Schon ein bilaterales Embargo widerspricht internationalen Handelsabkommen, da es die Freiheit des Finanz- und Warenverkehrs beschneidet. Staaten haben zwar das Recht, bei Konflikten durch Sanktionen Druck auf andere Staaten auszuüben, müssen dabei aber immer die Verhältnismäßigkeit wahren. Eine Blockade, die sich über den ungeheuren Zeitraum von 60 Jahren erstreckt, ist das nicht. Völlig unzulässig ist es, die Zivilbevölkerung in Mitleidenschaft zu ziehen und einen regimechange zu bezwecken. Und schließlich ist auch die extraterritoriale Ausdehnung, also die Beeinträchtigung von Interessen dritter Staaten oder Einzelner, ein grober Verstoß gegen das Völkerrecht. Das wird ja auch Jahr für Jahr in den Vereinten Nationen so festgestellt. Allerdings besitzen die Staaten kein Instrument, um die USA zur Einhaltung des Völkerrechts zu zwingen.

Gab es denn Ansätze dazu?

Ja. In der Verordnung 2271/96 des Europäischen Rates vom November 1996 heißt es wörtlich über die US-Blockadebestimmungen: »Diese Gesetze, Verordnungen und anderen Rechtsakte verletzen durch ihre extraterritoriale Anwendung das Völkerrecht.«

Trotzdem kuscht die EU vor Washington. Was können wir tun?

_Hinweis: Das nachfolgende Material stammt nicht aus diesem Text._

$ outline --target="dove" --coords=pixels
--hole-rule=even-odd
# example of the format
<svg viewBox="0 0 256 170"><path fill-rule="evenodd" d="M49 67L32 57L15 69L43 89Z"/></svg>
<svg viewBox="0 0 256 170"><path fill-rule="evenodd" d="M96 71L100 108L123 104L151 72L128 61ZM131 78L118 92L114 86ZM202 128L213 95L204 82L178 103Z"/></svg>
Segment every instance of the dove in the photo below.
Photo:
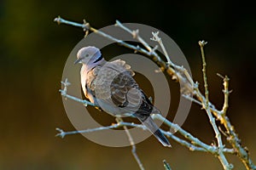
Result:
<svg viewBox="0 0 256 170"><path fill-rule="evenodd" d="M164 145L171 147L151 114L160 114L133 78L134 71L121 60L105 60L100 49L84 47L74 64L82 64L81 86L84 96L101 110L114 116L133 115Z"/></svg>

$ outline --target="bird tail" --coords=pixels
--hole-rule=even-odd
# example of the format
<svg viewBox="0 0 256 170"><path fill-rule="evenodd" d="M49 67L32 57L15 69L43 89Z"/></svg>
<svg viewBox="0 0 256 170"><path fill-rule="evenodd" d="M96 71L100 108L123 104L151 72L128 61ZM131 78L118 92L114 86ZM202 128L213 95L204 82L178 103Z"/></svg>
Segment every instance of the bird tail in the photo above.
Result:
<svg viewBox="0 0 256 170"><path fill-rule="evenodd" d="M155 122L150 116L148 116L145 120L143 120L142 117L138 117L138 119L147 127L147 128L164 146L172 147L172 145L169 143L169 140L160 132L158 126L155 124Z"/></svg>

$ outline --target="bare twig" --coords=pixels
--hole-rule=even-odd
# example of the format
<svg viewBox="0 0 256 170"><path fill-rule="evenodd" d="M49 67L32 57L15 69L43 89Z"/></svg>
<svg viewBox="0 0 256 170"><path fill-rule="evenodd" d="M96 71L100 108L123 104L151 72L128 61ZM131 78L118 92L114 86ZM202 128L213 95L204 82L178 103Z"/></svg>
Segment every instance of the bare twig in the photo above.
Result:
<svg viewBox="0 0 256 170"><path fill-rule="evenodd" d="M195 97L197 99L194 99L193 96L189 96L189 95L183 95L183 97L185 97L188 99L190 99L193 102L195 102L196 104L201 105L206 110L206 111L208 115L210 122L212 125L212 128L213 128L213 130L214 130L214 133L216 135L216 139L218 141L218 146L208 145L207 144L204 144L201 141L200 141L197 138L195 138L190 133L187 133L186 131L182 129L177 125L172 123L171 122L165 119L164 117L154 116L154 118L163 120L164 122L166 124L167 124L170 128L172 128L172 129L174 129L175 131L178 132L183 136L184 136L188 140L189 140L191 142L192 146L187 141L177 138L173 134L171 134L171 133L168 133L168 132L166 132L165 134L166 136L169 136L170 138L173 139L177 142L180 143L181 144L183 144L188 148L192 148L192 150L193 150L193 149L195 149L195 150L200 150L200 151L207 150L207 151L213 154L214 156L217 156L218 157L218 159L220 160L224 169L231 169L232 165L228 163L224 153L236 154L240 157L240 159L244 163L247 169L256 169L252 160L249 158L247 150L241 146L241 139L238 138L237 134L236 133L235 128L231 125L229 118L226 116L226 111L228 109L228 101L229 101L228 97L230 93L228 90L229 79L227 78L227 76L225 77L225 79L224 81L224 104L223 106L223 110L218 110L217 109L215 109L215 106L212 104L211 104L211 102L209 101L208 89L207 89L207 75L206 75L206 62L205 62L205 56L204 56L204 52L203 52L203 46L206 44L205 42L200 42L201 54L202 54L202 60L203 60L203 75L204 75L204 82L205 82L205 96L204 96L201 94L201 93L200 92L200 90L198 88L198 83L194 82L192 77L188 73L187 70L184 69L183 66L179 66L179 65L177 65L172 63L172 60L169 58L167 53L166 53L166 51L165 50L165 47L164 47L163 43L161 42L161 41L160 41L160 39L158 39L159 40L158 42L160 43L161 48L163 49L166 57L169 58L169 60L166 58L168 63L164 62L160 58L160 56L157 54L157 53L155 53L157 46L155 48L152 48L139 36L139 34L138 34L139 31L137 30L131 31L129 28L125 27L124 25L122 25L119 21L116 22L116 25L118 26L119 26L120 28L124 29L125 31L126 31L127 32L131 33L134 38L137 39L140 42L142 42L142 44L143 45L143 47L146 49L140 48L139 46L136 47L136 46L131 45L125 42L123 42L122 40L117 39L115 37L111 37L110 35L108 35L101 31L98 31L98 30L91 27L90 26L90 24L87 23L85 20L84 21L84 24L78 24L75 22L63 20L61 17L58 17L58 18L55 19L55 21L56 21L58 24L63 23L63 24L71 25L73 26L81 27L84 30L84 31L86 31L87 33L89 31L93 31L96 34L98 34L100 36L102 36L102 37L113 41L113 42L117 42L120 46L126 47L128 48L133 49L136 52L139 52L141 54L146 54L148 57L151 57L152 60L160 66L160 68L161 68L161 70L163 71L166 71L166 73L169 74L171 76L172 76L172 78L177 77L178 79L178 81L180 82L180 83L183 83L184 85L184 88L186 88L186 90L188 92L193 93L193 96ZM158 34L154 34L153 36L154 36L153 38L155 38L155 40L157 40ZM158 37L158 38L160 38L160 37ZM171 60L171 63L169 60ZM65 91L65 89L63 91ZM63 92L63 91L61 91L61 92L64 97L71 99L74 99L80 103L84 102L84 100L76 99L72 98L72 96L67 95L67 90L66 90L66 92ZM228 135L228 141L231 144L233 149L224 148L224 145L223 144L222 140L221 140L221 133L219 133L218 128L216 125L215 118L212 116L212 114L213 114L214 116L217 118L217 120L219 120L220 122L225 127L226 131L227 131L227 135Z"/></svg>
<svg viewBox="0 0 256 170"><path fill-rule="evenodd" d="M65 79L65 82L61 82L61 84L64 86L64 89L60 89L59 91L61 92L61 95L65 98L65 99L69 99L79 103L82 103L85 107L87 105L91 105L94 107L97 107L98 105L96 105L95 104L86 100L86 99L80 99L79 98L71 96L67 94L67 86L69 86L71 83L67 81L67 78Z"/></svg>
<svg viewBox="0 0 256 170"><path fill-rule="evenodd" d="M164 163L164 167L166 170L172 170L169 163L167 163L166 160L163 161L163 163Z"/></svg>
<svg viewBox="0 0 256 170"><path fill-rule="evenodd" d="M118 123L124 122L121 117L117 117L117 118L116 118L116 122L117 122ZM137 155L137 152L136 152L136 145L135 145L135 144L134 144L133 139L132 139L132 137L131 137L131 133L130 133L130 132L129 132L127 127L125 125L125 126L123 126L123 128L124 128L124 129L125 129L125 133L126 133L126 135L127 135L127 137L128 137L129 142L130 142L130 144L131 144L131 153L132 153L132 155L133 155L133 156L134 156L134 158L135 158L137 163L138 164L139 167L140 167L142 170L144 170L143 165L143 163L142 163L140 158L139 158L138 156Z"/></svg>

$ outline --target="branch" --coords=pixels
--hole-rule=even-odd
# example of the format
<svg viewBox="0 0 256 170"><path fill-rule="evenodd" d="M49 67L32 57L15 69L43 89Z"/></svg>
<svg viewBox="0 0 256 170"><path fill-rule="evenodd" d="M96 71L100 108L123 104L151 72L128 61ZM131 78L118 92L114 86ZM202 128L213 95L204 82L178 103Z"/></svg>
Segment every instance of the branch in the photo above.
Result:
<svg viewBox="0 0 256 170"><path fill-rule="evenodd" d="M228 163L228 162L224 155L224 152L226 152L227 150L229 150L228 153L236 154L240 157L240 159L241 160L241 162L244 163L245 167L247 169L256 169L252 160L249 158L247 150L241 146L241 140L238 138L237 134L235 133L234 127L231 125L229 118L226 116L226 110L228 109L228 101L229 101L228 97L229 97L229 94L230 94L230 92L228 91L228 81L229 81L228 78L226 78L224 82L224 104L223 106L223 110L218 110L217 109L215 109L215 106L212 104L211 104L211 102L209 101L207 75L206 75L206 62L205 62L205 56L204 56L204 52L203 52L203 46L206 44L206 42L202 41L202 42L199 42L201 45L201 50L202 60L203 60L203 76L204 76L204 82L205 82L204 83L205 84L205 96L204 96L201 94L201 93L200 92L200 90L198 88L198 82L195 82L195 83L194 82L192 77L188 73L186 69L184 69L183 66L177 65L172 62L166 51L165 50L165 47L164 47L162 42L160 41L160 38L158 37L157 33L153 34L152 39L154 41L157 41L160 43L161 48L164 51L164 54L166 57L168 63L166 63L165 61L163 61L160 58L160 56L157 54L157 53L155 53L157 46L155 46L154 48L152 48L139 36L138 30L131 31L129 28L123 26L119 21L116 22L116 26L119 26L120 28L122 28L125 31L131 33L134 38L137 39L140 42L142 42L142 44L143 45L143 47L146 49L140 48L139 46L136 47L136 46L131 45L125 42L123 42L122 40L117 39L115 37L111 37L110 35L108 35L101 31L98 31L98 30L91 27L90 26L90 24L87 23L85 20L84 20L84 24L78 24L75 22L63 20L61 17L58 17L58 18L55 19L55 21L57 22L58 24L67 24L67 25L71 25L73 26L81 27L83 29L83 31L85 31L86 33L88 33L89 31L93 31L96 34L98 34L100 36L102 36L102 37L113 41L113 42L117 42L120 46L124 46L128 48L133 49L136 52L139 52L141 54L143 54L152 58L152 60L160 66L160 68L161 68L162 71L166 71L166 73L169 74L172 77L172 79L177 79L181 84L184 85L184 87L183 87L183 88L185 88L187 92L190 92L191 94L193 94L193 96L183 94L183 97L185 97L188 99L192 100L193 102L195 102L196 104L201 105L206 110L207 116L209 117L210 122L213 128L213 130L214 130L214 133L216 135L216 139L218 141L218 147L214 146L214 145L213 146L207 145L207 144L202 143L197 138L195 138L194 136L192 136L190 133L189 133L186 131L184 131L183 129L182 129L177 125L175 125L173 123L172 124L171 122L166 120L164 117L160 118L160 116L156 116L156 118L165 119L166 124L167 123L167 124L169 124L170 128L175 128L176 131L177 131L179 133L181 133L183 136L184 136L187 139L189 139L191 142L192 145L195 145L196 147L201 147L203 150L206 150L209 151L210 153L212 153L215 156L218 156L218 157L220 160L224 169L231 169L232 168L232 165ZM158 39L157 39L157 37L158 37ZM61 92L62 94L62 91L61 91ZM84 100L79 100L79 99L72 98L72 96L69 96L67 94L67 92L66 92L66 94L63 93L63 94L64 94L63 96L66 98L79 101L83 104L85 103L85 104L84 104L84 105L89 105L89 104L86 104L88 101L86 102ZM194 99L193 97L195 97L197 99ZM216 122L215 122L215 118L212 116L212 114L213 114L214 116L217 118L217 120L220 121L220 122L225 127L225 128L228 132L228 141L231 144L232 147L235 150L233 150L233 149L229 150L229 149L224 148L224 145L222 143L221 134L220 134L220 133L218 129L218 127L216 125ZM168 133L166 133L166 135L169 136L170 138L172 138L172 136L173 139L176 139L173 137L174 135L172 135L172 134L168 135ZM181 142L182 144L187 146L188 148L190 147L189 144L187 144L188 142L185 140L178 140L177 139L176 139L176 141ZM198 149L198 150L201 150L201 149Z"/></svg>
<svg viewBox="0 0 256 170"><path fill-rule="evenodd" d="M119 122L124 122L121 117L117 117L117 118L116 118L116 122L117 122L118 123L119 123ZM139 158L138 156L137 155L137 152L136 152L136 145L135 145L135 144L134 144L133 139L132 139L132 137L131 137L131 133L130 133L130 132L129 132L127 127L125 125L125 126L123 126L123 128L124 128L124 129L125 129L125 133L126 133L126 135L127 135L127 137L128 137L129 142L130 142L130 144L131 144L131 153L132 153L132 155L133 155L133 156L134 156L134 158L135 158L137 163L138 164L139 167L141 168L141 170L144 170L143 165L143 163L142 163L140 158Z"/></svg>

Wir können nicht nur auf die Zeit nach Trump warten, weil die Bevölkerung in Kuba jeden Tag unter den Folgen der Blockade leidet. Ich halte die Kampagne »Unblock Cuba« und die Plakataktionen in Deutschland, Österreich, Schweden und der Schweiz für einen guten Ansatz, den Widerstand gegen die völkerrechtsverletzenden US-Gesetze in Europa zu stärken.